🤖 AI Summary
This work addresses a critical limitation in existing optimizers for large language models—such as AdamW, which disregards parameter structure, and Muon, which loses curvature information during global spectral normalization—thereby constraining training efficiency and model performance. The paper presents the first successful application of manifold optimization to large-scale language model training, introducing a novel method that projects momentum onto the tangent space of parameters while constraining updates to the rotational Oblique manifold. This approach effectively integrates structural awareness with curvature information.
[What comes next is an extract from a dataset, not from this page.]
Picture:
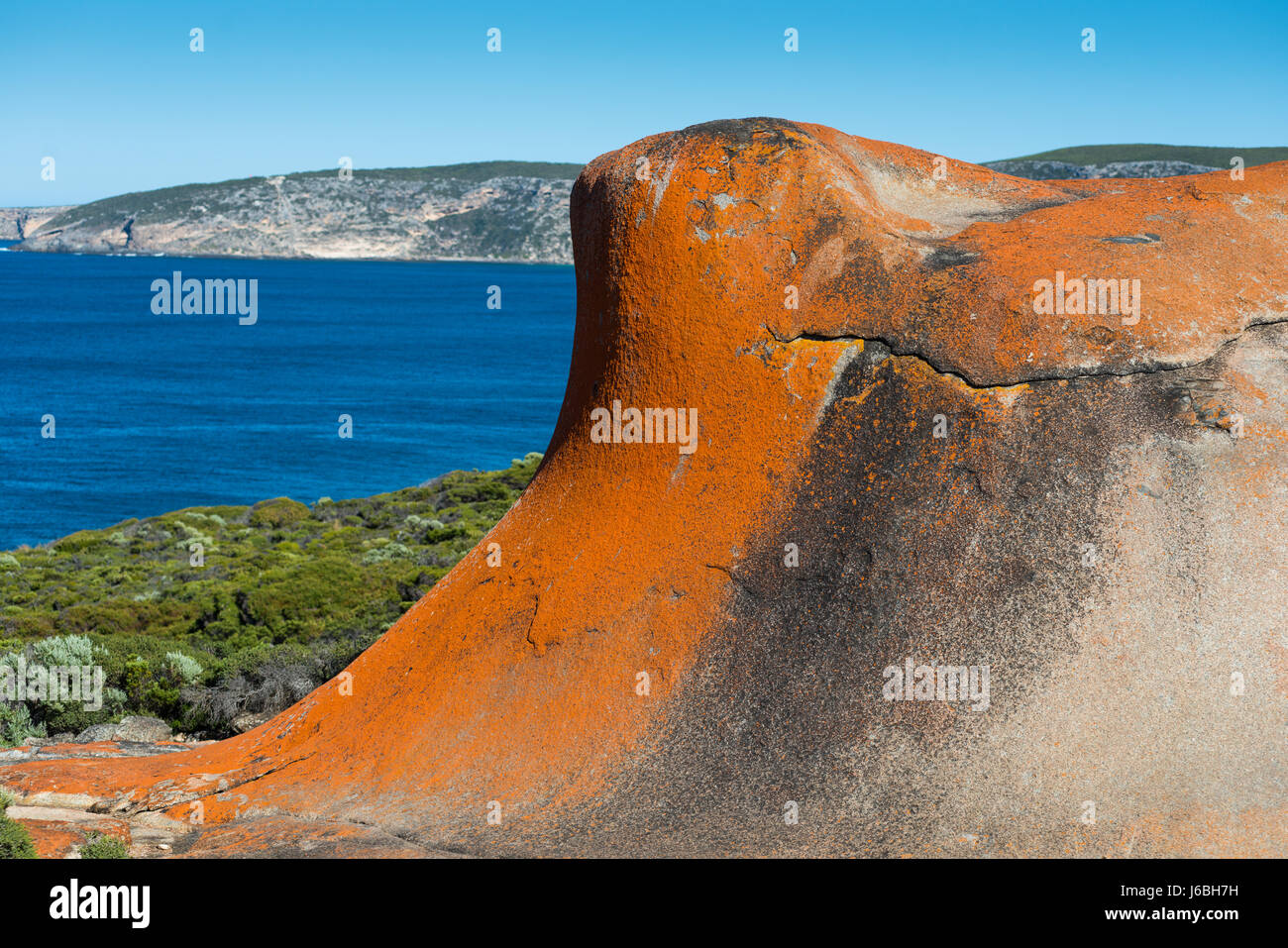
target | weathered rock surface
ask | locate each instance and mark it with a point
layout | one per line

Experiments on LLaMA and Qwen3 demonstrate significant improvements over both AdamW and Muon, achieving higher performance while simultaneously reducing memory consumption and computational complexity, thereby advancing the Pareto frontier of spatiotemporal efficiency in large model training.
📝 Abstract
While large language models (LLMs) have emerged as a significant advancement in artificial intelligence, the hardware and computational costs for training LLMs are also significantly burdensome. Among the state-of-the-art optimizers, AdamW relies on diagonal curvature estimates and ignores structural properties, while Muon applies global spectral normalization at the expense of losing curvature information. In this study, we restriked manifold optimization methods for training LLMs, which may address both optimizers'limitations, while conventional manifold optimization methods have been largely overlooked due to the poor performance in large-scale model optimization. By innovatively projecting the momentum onto the tangent space of model parameters and constraining it on a rotational Oblique manifold, we propose a novel, powerful, and efficient optimizer **Mano** that is the first to bridge the performance gap between manifold optimization and modern optimizers. Extensive experiments on the LLaMA and Qwen3 models demonstrate that Mano consistently and significantly outperforms AdamW and Muon even with less memory consumption and computational complexity, respectively, suggesting an expanded Pareto frontier in terms of space and time efficiency.